3269.1: Monday, November 13, 2000 - Board 9

Abstract #6760

Refractive surgery: The public-health third side of the safety debate

Benjamin Clarence Lane, OD, MS, MPH, CNS and Karan Raj Aggarwala, PhD. Nutritional Optometry Institute, 16 North Beverwyck Road, P.O. Box 131, Lake Hiawatha, NJ 07034-0131, 973 335-0111, nutrioptom@aol.com

Refractive surgery is catching headlines. Exuberant myopes proclaim, "At last, no more myopia!" But the eyeball is still too long, the retina is too stretched (hence too thin), the vitreous is too liquefied and thereby subject to detachment with increased risk for retinal detachment and continued risk for the malignant myopia process and partial or complete blindness. Refractive surgery does not address factors that promote myopia.

Conventional wisdom debates the pros and cons for refractive surgery in terms of convenience versus potential side effects. The public health need is to inform of a third alternative. For the sake of eye health, optimized visual performance, and prevention of blindness, before refractive surgery is contemplated, there should be a major effort to reverse the myopiagenesis process.

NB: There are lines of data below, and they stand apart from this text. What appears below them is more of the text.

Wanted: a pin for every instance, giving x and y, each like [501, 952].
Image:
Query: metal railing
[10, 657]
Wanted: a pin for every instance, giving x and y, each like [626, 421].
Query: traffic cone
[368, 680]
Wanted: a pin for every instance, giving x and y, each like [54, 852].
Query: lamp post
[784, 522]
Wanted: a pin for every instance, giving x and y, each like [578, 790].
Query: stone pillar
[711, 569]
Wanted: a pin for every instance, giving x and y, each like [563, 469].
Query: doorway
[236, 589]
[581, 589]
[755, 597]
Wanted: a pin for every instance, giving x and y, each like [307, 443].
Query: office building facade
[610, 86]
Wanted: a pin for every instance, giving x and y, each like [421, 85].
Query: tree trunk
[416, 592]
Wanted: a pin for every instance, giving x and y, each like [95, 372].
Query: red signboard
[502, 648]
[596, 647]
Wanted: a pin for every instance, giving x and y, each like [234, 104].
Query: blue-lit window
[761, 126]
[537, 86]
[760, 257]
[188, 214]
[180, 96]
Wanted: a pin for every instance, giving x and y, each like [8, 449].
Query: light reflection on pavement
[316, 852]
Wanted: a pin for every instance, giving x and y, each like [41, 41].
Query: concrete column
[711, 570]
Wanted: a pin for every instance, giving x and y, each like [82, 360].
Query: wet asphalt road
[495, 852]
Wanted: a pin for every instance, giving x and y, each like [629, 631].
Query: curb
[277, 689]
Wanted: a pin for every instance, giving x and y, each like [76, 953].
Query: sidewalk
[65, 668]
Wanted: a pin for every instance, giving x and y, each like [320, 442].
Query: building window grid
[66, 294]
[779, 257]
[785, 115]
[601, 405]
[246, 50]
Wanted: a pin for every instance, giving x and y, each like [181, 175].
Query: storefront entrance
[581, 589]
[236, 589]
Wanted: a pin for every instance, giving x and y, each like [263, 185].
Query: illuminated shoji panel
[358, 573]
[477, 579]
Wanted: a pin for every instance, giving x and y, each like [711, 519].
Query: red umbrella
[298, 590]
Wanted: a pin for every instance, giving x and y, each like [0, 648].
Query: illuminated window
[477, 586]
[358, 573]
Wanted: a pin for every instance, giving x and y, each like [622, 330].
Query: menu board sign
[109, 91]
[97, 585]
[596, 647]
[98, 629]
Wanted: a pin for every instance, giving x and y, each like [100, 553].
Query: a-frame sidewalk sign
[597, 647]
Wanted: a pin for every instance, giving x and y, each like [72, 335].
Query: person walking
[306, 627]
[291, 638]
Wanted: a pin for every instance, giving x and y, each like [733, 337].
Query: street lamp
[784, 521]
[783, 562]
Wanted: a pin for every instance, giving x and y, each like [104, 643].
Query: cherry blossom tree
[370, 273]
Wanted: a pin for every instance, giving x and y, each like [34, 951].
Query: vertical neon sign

We now know enough to prevent the slow but continual increase in myopia that occurs each year in persons with myopia > 3 diopters over age 30, unless they change their lifestyle or biochemistry. Statistically, myopes over 3 diopters are biochemically different (low in red-blood-cell chromium) from hyperopes over 3 diopters (high in red-blood-cell chromium). Accommodative stimulus (assessed in diopter-hours/day), intake of ascorbic-acid (mg/day), food folate (µg/day), and insulin receptor potentiator chromium as indexed in erythrocytes (ng/ml) mediate ciliary-muscle response, and together with food choices including calcium-to-phosphorus intake ratio and kinesthetic posture and ophthalmoergonomics——all influence myopia development. The primary approach includes public health communication, ergonomics, nutrition, proper lens prescribing, and vision therapy principles.

Learning Objectives: At the conclusion of the presentation the participant will be enabled to: 1. List the eight common consequences of myopia greater than 3 diopters not helped by refractive surgery. 2. List the ten therapeutic handles for reversing the process of myopiagenesis. 3. Develop a communication strategy for informing patients and the public of long-term issues of great importance in vision conservation and enhancement. Teaching Objectives: 1. During this session, faculty will discuss recent research regarding the alternatives not usually considered in decision making by persons electing refractive surgery

Keywords: Nutrition, Vision Care

Presenting author's disclosure statement:
Organization/institution whose products or services will be discussed: None
I do not have any significant financial interest/arrangement or affiliation with any organization/institution whose products or services are being discussed in this session.